Time to pack away the thick denims and heavy soled shoes. My toes long for cool sand and the hunter in me longs to find sea shells instead of bargains now.
The oil and the filters have been changed and the boat survived. Oil smudges notwithstanding.
Our charts are up-to-date and will hopefully keep us from running aground in the Bahama shallows.
The sails are in tact. The chain has perhaps another year before it will crumble into a rusty pile of salt induced oblivion.
So, no reasons left not to leave.
We’ve visited all the friends, pet the manatees, seen the alligators, partied in the coolest places, and danced to ‘Troprock’ with the Parrotheads. 

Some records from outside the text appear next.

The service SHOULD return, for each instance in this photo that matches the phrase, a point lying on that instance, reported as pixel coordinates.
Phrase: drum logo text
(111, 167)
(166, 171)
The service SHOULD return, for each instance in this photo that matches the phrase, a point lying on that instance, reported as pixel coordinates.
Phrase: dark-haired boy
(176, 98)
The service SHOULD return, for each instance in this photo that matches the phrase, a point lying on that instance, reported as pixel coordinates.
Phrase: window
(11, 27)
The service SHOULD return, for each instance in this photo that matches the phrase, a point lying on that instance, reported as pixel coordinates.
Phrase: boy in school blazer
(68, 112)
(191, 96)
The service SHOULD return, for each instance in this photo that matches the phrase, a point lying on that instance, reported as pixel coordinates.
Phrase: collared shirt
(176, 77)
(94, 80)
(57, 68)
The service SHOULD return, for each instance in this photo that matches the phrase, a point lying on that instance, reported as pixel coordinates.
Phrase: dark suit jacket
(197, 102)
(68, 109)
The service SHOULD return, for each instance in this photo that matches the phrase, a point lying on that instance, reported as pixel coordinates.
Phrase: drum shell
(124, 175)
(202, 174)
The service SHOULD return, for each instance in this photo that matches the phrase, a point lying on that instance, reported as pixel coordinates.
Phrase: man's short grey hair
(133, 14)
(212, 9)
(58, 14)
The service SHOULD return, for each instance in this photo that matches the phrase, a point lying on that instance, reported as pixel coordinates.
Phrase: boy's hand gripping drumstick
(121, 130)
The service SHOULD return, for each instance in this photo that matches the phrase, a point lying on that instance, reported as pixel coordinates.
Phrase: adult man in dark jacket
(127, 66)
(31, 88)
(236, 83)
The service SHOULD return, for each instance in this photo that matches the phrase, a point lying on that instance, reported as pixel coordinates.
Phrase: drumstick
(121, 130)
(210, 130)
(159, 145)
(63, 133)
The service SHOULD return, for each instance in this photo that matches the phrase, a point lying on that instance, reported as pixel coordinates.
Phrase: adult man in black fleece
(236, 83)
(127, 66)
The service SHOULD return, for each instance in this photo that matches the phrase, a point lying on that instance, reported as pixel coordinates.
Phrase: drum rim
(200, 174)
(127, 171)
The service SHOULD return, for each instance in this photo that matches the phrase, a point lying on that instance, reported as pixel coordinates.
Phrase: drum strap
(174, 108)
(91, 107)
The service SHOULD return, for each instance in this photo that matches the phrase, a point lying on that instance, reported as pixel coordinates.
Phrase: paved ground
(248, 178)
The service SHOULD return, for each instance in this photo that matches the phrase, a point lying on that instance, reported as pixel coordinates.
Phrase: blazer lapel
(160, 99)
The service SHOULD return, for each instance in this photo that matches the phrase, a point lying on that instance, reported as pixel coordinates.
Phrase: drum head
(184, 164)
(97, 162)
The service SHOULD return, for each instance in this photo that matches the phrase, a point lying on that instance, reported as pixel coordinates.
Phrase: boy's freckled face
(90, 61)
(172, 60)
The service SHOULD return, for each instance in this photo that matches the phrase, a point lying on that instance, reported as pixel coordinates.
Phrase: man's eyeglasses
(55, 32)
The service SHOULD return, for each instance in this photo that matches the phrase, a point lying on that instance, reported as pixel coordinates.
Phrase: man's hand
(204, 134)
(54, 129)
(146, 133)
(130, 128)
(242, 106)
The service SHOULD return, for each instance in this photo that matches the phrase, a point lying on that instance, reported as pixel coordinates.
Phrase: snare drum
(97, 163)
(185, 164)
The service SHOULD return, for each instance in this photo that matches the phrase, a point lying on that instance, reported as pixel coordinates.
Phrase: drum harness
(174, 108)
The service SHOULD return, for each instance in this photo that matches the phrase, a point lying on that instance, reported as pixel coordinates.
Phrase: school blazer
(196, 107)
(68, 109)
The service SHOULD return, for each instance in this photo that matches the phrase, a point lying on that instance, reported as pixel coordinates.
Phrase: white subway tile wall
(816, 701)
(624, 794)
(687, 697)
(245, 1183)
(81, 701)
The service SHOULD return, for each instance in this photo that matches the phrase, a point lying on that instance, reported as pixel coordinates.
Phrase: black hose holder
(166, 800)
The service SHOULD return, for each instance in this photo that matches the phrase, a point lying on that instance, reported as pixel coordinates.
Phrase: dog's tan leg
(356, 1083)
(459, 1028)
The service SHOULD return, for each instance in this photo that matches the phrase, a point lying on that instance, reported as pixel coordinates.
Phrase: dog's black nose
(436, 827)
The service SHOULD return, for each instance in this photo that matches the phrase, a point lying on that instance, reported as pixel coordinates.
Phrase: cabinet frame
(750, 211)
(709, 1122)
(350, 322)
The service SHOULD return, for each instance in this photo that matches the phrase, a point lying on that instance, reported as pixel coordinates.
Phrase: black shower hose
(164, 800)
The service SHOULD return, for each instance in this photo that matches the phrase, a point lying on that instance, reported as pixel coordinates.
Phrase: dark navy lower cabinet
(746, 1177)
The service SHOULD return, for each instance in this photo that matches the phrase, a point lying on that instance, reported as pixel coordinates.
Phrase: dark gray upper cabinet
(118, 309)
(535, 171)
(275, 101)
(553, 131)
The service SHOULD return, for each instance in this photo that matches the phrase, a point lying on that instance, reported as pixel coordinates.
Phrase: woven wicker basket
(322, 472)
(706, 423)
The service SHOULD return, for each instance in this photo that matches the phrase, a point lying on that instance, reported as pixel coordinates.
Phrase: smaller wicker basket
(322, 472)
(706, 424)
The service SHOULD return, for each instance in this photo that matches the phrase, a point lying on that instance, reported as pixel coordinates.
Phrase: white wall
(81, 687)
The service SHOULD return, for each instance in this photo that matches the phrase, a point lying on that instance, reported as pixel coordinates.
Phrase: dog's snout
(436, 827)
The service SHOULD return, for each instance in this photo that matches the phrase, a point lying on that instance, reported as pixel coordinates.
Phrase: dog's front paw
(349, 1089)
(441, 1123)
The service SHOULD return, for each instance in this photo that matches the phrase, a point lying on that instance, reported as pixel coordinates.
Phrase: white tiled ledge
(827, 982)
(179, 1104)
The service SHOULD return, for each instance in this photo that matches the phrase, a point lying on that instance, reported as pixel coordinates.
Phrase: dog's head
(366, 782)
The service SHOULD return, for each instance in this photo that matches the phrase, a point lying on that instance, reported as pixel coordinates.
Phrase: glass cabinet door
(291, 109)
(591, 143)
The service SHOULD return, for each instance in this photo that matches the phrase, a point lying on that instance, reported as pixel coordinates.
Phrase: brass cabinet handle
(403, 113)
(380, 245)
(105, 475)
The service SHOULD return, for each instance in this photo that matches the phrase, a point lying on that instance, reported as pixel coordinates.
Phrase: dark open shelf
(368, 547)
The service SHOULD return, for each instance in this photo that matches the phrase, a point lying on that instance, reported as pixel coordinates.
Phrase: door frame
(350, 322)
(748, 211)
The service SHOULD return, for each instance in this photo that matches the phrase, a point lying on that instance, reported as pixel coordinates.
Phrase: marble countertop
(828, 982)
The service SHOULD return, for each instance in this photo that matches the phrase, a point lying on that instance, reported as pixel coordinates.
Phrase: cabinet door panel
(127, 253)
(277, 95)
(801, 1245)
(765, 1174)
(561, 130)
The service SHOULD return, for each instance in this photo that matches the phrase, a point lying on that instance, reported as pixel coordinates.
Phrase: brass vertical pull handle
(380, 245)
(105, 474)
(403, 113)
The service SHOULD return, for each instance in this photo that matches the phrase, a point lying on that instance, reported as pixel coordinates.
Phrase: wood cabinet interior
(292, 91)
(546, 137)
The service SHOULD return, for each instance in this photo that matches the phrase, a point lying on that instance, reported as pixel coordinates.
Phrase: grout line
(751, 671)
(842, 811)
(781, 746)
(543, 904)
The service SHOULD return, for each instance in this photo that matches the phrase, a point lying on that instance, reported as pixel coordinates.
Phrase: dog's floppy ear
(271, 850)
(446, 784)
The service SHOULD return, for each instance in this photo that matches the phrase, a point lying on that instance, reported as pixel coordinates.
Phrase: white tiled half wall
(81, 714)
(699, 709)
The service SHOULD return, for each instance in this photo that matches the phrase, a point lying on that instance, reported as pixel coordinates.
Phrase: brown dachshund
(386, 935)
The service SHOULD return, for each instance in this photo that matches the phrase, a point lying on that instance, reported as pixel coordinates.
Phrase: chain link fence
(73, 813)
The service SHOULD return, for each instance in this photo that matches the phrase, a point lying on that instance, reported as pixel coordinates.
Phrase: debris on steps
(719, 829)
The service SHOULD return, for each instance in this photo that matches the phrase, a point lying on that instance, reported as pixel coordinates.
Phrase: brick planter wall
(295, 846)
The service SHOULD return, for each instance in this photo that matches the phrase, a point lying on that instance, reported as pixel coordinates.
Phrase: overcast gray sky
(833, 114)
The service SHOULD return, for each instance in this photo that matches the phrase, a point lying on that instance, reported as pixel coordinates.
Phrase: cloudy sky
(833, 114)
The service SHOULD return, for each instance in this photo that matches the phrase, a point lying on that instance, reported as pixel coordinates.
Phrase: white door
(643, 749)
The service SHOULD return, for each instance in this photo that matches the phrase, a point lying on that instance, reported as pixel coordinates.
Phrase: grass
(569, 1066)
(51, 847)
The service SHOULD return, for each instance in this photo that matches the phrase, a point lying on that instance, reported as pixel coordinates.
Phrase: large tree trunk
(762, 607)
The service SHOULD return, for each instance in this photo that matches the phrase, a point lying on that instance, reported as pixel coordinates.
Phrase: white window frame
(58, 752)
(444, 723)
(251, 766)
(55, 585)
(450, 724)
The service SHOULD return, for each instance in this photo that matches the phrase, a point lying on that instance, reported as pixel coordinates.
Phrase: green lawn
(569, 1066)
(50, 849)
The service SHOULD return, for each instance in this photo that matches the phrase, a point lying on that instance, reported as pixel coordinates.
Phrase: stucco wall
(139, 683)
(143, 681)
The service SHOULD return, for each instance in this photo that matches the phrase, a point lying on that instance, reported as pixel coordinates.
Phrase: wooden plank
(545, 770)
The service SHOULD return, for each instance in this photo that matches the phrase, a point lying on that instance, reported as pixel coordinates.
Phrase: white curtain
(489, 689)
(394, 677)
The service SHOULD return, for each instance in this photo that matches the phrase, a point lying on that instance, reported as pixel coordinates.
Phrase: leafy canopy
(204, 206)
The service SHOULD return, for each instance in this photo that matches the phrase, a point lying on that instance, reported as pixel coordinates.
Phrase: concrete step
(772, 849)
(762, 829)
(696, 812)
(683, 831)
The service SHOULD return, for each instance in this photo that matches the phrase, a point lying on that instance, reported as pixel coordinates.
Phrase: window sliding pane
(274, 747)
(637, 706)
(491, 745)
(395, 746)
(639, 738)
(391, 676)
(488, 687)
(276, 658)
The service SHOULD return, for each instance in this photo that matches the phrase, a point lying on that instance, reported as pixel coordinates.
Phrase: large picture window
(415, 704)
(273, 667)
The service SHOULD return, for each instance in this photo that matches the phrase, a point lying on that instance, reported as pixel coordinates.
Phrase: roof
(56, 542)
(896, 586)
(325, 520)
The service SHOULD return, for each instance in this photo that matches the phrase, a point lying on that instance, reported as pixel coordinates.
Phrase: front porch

This year we need to find some new horizons. Maybe we will head to the Western Caribbean. To Belize, and further. To the San Blas islands where there are no shops nor electricity. No cities or governments. It's been fun in America but it's time for dinghy rides that don't lead to Publix and pubs. Time to close the door on consumer choices and fashion trends. Time for salty hair and sandy bedsheets. To places where mystery and nature are in charge and not Mr. Starbucks...It's time to float and be free. Time to cast off the lines and leave these beaches behind.
To borrow from one of the Troprock icons Jack Mosley, a toast, whatever happens, and wherever we end up:
“to small boats on big oceans, and dreams you can’t drown”.